Radio Waitaki
- Oamaru; New Zealand;
- Broadcast area: Waitaki
- Frequencies: 1395 KHz until 2001 98.4 MHz

Programming
- Language: English
- Format: Adult contemporary

Ownership
- Owner: Radio New Zealand until 1996 The Radio Network after 1996

History
- First air date: 1980; 46 years ago

Technical information
- Transmitter coordinates: 45°05′S 170°58′E﻿ / ﻿45.09°S 170.96°E

Links
- Website: Official website

= Radio Waitaki =

Radio Waitaki was a radio station in Oamaru, New Zealand.

Radio Waitaki began broadcasting on 1395AM on 5 July 1980, with the late John "JR" Ramsay behind the microphone. The station was originally a commercial station operated by the government owned Radio New Zealand and used the callsign 4ZW.

Hosts included Russ Leadley, Tony Dudley, Charles Pierard, Mike Yardley, Scott Radovanovich, Luke Spittle, Steve Jukes, Mike Plant, Lana Searle, Sarah Van Der Kley, Dave Nicholas, Joel Palmer, Becky Morgan, Finley Brentwood and Sam Wilson. Past station managers include Lyall Flett (first manager), Chris Rowland, Roy Woodward, Phil Gully, Phil Stephens, Stella Nicholson, Nigel Newberry, Dan Lewis, Aaron Gillions and Gary Watling.

In July 1996 the New Zealand Government sold off the commercial arm of Radio New Zealand, the sale included Radio Waitaki. The new owner was The Radio Network, a subsidiary of APN News & Media and Clear Channel Communications, which operated as a division of the Australian Radio Network.

In 1998 The Radio Network grouped all their local stations in smaller markets together to form the Community Radio Network. Radio Waitaki continued to run a local breakfast show between 6 am and 10 am but outside breakfast all stations part of the Community Radio Network took network programming from a central studio based in Taupo.

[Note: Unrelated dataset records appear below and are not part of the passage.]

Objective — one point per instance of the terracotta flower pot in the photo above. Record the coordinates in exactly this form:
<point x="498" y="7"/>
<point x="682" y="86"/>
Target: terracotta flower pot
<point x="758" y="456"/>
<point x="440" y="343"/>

In December 2000 the Community Radio Network was discontinued and all stations become part of the Classic Hits FM network, as a result Radio Waitaki was rebranded as Classic Hits Radio Waitaki. The station continued to run a local breakfast but now outside breakfast all programming originated from the Classic Hits studios in Auckland. In 2001, Classic Hits began broadcasting on 98.4 FM, with the original 1395AM frequency carrying Newstalk ZB.

On 28 April 2014 all stations part of the Classic Hits network were rebranded as The Hits. A networked breakfast presented by Polly Gillespie and Grant Kareama was introduced to almost all The Hits stations with the former breakfast announcer moved to present a 6-hour show between 9 am and 3 pm. The local 9 am-3 pm show was originally presented by Josh McIntyre, in 2014 Josh was moved to Timaru to present the same show for both The Hits in Timaru and Oamaru. With Polly and Grant leaving The Hits in 2017 all South Island stations reverted to local breakfast programming, today The Hits in Oamaru takes the Dunedin-based breakfast show.